Proof that 3CNF SUBSET SUM - (Udacity, Youtube)
Next, we prove that this reduction works. Let \(f\) be a 3CNF formula with \(n\) variables and \(m\) clauses. Let \(A\) be the multiset over the positive integers and \(k\) be the total number output by the transformation.
First, we show that if \(f\) is satisfiable then there is a subset of \(A\) summing to \(k.\) Let \(t\) be the satisfying assignment. Then we include \(y_i\) in \(S\) if \(x_i\) is true under t, and we’ll include \(z_i\) otherwise. As for the \(g\) and \(h\) families of numbers, if there are fewer than three literals of clause j satisfied under \(t,\) then include \(g_j.\) If there are a fewer than 2, then include \(h_j\) as well. In total, the sum of these numbers must be equal to \(k.\)
In the other direction, we argue that if there is a subset of \(A\) summing to \(k,\) then there is a satisfying assignment. Suppose that \(S\) is a subset of \(A\) summing to \(k.\) Then the impossibility of any “carrying” of the digits in any sum implies that exactly 1 of \(y_i\) or \(z_i\) must have been set to true. Therefore, we can define a truth assignment \(t\) where \(t(x_i)\) is true if \(y_i\) is included in \(S\) and false otherwise. This must satisfy every clause; otherwise, there would be no way that the total in the clause places would be 3.

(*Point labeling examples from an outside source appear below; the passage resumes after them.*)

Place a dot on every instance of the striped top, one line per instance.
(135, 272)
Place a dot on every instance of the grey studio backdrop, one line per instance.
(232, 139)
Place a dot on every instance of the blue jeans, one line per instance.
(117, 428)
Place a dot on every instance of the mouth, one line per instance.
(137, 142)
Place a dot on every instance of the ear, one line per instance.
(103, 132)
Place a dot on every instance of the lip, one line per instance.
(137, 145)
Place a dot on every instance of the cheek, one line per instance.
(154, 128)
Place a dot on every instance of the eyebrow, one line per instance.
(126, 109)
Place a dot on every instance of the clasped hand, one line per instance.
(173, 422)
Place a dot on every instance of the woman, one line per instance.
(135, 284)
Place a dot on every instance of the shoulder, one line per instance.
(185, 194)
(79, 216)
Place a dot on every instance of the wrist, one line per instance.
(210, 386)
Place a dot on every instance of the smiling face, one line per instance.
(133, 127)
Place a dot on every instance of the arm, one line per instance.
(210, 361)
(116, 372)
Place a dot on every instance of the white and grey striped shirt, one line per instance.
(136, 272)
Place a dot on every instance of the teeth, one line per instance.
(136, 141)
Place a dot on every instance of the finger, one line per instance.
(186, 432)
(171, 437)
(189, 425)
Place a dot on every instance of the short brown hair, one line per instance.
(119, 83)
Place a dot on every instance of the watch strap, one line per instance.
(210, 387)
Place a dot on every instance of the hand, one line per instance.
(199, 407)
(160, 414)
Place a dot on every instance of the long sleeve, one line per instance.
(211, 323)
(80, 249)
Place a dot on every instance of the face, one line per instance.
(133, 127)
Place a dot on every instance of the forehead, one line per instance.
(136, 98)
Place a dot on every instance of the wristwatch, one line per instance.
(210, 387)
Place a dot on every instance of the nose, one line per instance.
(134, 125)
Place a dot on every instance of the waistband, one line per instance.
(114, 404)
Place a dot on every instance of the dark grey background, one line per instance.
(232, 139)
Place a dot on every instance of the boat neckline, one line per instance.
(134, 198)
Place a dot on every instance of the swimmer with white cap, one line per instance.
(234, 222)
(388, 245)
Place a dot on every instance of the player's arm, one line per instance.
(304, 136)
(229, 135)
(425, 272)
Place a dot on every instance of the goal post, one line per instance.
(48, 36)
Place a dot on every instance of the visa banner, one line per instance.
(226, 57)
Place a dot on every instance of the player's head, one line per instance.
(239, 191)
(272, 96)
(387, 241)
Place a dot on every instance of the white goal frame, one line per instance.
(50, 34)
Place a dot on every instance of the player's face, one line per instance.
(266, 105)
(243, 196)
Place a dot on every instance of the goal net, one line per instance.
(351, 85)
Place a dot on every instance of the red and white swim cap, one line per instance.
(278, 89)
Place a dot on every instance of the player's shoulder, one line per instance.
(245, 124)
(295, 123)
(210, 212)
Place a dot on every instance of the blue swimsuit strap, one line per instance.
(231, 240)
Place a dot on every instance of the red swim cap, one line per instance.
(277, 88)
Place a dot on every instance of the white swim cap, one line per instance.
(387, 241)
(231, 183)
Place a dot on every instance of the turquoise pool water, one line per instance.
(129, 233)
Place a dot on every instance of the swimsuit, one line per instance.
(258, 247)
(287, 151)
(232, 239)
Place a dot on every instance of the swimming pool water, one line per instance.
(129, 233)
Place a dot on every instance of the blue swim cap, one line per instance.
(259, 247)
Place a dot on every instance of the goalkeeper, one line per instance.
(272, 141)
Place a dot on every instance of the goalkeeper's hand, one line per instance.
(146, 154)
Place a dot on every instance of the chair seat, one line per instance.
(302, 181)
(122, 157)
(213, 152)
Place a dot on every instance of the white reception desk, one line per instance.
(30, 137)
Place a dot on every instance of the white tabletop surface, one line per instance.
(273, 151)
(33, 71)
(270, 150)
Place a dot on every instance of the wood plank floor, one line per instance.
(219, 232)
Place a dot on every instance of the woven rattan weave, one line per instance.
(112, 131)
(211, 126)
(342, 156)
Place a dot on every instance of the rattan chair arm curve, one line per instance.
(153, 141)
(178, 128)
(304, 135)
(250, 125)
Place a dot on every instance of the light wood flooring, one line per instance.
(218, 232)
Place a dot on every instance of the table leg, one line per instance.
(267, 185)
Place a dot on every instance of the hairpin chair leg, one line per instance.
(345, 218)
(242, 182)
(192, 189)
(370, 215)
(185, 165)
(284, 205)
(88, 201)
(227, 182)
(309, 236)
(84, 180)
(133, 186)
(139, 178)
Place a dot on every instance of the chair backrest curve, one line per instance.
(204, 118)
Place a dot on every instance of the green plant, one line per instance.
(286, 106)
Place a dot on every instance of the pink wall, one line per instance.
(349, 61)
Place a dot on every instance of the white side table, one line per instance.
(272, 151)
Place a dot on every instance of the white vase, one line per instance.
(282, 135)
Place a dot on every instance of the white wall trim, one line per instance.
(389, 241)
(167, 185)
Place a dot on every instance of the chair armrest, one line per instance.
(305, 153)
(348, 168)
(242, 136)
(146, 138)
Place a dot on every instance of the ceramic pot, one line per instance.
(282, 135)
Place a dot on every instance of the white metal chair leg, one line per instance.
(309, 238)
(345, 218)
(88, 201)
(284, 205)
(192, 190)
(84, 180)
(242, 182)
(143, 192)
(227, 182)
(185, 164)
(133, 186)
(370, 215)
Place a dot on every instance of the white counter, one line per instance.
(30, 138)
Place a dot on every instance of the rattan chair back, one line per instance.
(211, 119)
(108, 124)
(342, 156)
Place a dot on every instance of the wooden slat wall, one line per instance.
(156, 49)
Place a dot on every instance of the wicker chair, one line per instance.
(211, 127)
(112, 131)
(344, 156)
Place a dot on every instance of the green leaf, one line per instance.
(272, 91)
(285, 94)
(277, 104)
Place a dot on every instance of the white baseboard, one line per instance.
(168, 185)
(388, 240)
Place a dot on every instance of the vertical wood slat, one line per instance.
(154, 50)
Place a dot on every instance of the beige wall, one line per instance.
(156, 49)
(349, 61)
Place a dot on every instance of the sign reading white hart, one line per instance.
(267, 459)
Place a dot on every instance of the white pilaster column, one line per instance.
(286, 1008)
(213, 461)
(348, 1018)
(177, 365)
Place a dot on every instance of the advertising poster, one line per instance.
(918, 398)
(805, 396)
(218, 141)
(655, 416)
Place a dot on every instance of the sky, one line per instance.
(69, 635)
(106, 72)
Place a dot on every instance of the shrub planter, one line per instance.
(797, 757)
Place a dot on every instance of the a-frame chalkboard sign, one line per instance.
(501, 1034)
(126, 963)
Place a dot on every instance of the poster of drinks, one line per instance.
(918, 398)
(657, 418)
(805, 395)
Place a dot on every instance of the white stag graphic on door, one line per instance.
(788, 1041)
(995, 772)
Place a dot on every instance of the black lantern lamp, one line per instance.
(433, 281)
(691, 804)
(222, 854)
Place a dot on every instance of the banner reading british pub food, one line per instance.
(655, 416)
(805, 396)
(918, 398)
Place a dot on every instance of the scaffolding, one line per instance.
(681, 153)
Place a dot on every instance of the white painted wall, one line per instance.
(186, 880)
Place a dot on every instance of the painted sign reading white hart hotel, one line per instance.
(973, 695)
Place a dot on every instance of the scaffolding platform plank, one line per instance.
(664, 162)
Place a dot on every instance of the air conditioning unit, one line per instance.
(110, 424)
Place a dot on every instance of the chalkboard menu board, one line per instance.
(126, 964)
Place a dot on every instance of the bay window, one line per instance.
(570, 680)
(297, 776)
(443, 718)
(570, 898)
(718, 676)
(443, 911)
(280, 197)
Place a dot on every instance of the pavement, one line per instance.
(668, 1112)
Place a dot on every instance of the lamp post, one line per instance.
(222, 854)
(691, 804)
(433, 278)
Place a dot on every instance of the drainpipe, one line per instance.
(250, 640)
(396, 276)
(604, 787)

Altogether, we’ve seen that Subset Sum in NP and we can reduce 3-CNF SAT an NP-complete problem to it, so Subset Sum must be NP-complete.
Other Bases - (Udacity)
Here is an exercise to encourage you to consider carefully the reduction just given. We interpreted the rows of the table we constructed as the base 10 representation of the collection of numbers that the reduction output. What other bases would have worked as well? Check all that apply.

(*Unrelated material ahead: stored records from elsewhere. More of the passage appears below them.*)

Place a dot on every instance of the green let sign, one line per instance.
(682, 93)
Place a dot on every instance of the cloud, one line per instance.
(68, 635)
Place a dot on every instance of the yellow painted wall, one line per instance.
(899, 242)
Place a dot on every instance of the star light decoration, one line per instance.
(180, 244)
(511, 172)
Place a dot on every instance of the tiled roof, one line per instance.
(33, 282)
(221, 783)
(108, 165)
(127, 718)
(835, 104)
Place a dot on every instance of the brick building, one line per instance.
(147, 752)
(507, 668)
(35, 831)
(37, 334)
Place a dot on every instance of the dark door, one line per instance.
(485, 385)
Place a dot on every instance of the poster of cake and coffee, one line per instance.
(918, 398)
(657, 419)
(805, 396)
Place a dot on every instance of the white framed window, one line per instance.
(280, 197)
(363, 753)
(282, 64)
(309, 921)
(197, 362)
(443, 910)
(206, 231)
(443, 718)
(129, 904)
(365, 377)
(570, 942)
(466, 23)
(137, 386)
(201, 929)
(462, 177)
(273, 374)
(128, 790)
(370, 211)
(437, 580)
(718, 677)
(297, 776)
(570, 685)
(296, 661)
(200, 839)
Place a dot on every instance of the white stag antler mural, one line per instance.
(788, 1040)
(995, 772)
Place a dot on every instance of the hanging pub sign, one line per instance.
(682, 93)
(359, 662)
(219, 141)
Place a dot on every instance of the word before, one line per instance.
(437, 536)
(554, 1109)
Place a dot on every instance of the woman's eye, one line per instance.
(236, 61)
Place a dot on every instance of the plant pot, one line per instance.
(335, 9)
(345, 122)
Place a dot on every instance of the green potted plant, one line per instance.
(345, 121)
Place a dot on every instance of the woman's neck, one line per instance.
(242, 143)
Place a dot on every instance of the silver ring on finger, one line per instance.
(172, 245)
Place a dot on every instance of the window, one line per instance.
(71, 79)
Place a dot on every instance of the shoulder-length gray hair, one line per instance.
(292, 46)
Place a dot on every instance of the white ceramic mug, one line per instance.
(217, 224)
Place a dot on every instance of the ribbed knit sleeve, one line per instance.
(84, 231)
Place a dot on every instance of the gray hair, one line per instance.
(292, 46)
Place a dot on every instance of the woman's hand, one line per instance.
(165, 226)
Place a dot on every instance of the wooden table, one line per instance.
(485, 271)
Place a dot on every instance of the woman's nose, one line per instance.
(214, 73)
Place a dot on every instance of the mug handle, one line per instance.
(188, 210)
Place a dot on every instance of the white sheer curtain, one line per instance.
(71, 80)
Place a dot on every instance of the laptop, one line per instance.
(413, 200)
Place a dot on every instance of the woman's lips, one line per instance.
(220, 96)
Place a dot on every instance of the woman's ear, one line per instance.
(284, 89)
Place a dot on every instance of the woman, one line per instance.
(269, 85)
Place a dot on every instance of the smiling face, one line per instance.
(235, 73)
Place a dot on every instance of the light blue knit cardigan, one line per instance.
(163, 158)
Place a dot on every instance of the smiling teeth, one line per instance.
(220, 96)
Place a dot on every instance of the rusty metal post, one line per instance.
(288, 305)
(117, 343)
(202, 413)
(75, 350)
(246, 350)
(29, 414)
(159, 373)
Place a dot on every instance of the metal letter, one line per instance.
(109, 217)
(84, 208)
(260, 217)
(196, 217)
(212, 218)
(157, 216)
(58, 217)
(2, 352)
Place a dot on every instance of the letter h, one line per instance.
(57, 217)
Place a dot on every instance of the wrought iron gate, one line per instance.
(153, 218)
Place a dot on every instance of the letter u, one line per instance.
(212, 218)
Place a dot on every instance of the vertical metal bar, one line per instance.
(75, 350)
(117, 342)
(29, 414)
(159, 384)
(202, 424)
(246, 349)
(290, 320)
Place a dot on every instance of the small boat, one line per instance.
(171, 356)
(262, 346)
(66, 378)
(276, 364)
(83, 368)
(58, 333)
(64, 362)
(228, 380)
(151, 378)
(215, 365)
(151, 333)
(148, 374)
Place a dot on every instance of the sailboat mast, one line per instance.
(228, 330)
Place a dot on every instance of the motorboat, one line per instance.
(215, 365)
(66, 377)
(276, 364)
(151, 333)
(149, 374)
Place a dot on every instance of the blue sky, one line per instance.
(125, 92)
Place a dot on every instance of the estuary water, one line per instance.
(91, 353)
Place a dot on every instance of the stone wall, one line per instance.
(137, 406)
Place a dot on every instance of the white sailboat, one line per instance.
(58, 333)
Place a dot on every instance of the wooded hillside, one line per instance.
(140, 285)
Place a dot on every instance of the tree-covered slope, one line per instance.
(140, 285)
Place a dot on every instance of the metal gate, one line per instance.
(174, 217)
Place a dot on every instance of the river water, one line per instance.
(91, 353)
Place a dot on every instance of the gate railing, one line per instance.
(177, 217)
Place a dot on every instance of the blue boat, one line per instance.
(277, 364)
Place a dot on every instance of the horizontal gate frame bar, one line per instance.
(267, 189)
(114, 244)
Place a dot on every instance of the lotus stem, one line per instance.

Conclusion - (Udacity, Youtube)
So far, we’ve built up a healthy collection of NP-complete complete problems, but given that there are thousands of problems know to be NP-complete, we’ve only scratched the surface of what is known. In fact, we haven’t even come close to Karp’s mark of 21 problems from his 1972 paper.
If you want to go on and extend the set of problems that you can prove to be NP-complete, you might consider reducing subset sum to the Knapsack problem, where one has a fixed capacity for carrying stuff and want to pack the largest subset of items that will fit.
Another classic problem is that of the Traveling Salesman. He has a list of cities that he wants to visit and, he wants to know the order that will minimize the distance that he has to travel. One can prove that this problem is NP-complete by first reducing Vertex Cover to the Hamiltonian Cycle problem—which asks if there is a cycle in a graph that visits each vertex exactly once—and then Hamiltonian Cycle to Traveling Salesman.
Another classic problem that is used to prove other problems are NP-complete is 3D-matching. 2D matching can be thought of as the problem making as many compatible couples as possible from a set of people. 3D matching extends this problem by further matching them with a home that they would enjoy living in together.
Of course, there are many others. The point of this lesson, however, is not so that you can produce the needed chain of reductions for every problem known to be NP-complete. Rather, it is to give you a sense for what these arguments look like and how you might go about making such an argument for a problem that is of particular interest to you.
The reductions we’ve given as examples are a fine start, but if you want to go further in understanding how to use complexity to understand real-world problems, take a look at the classic text by Garey and Johnson on Computers and Intractability. Even though it is from the same decade as the original Cook-Levin result and Karp’s list of 21 NP-complete problems, it is still one of the best. As Lance, says “a good computer scientist shouldn’t leave home without it.”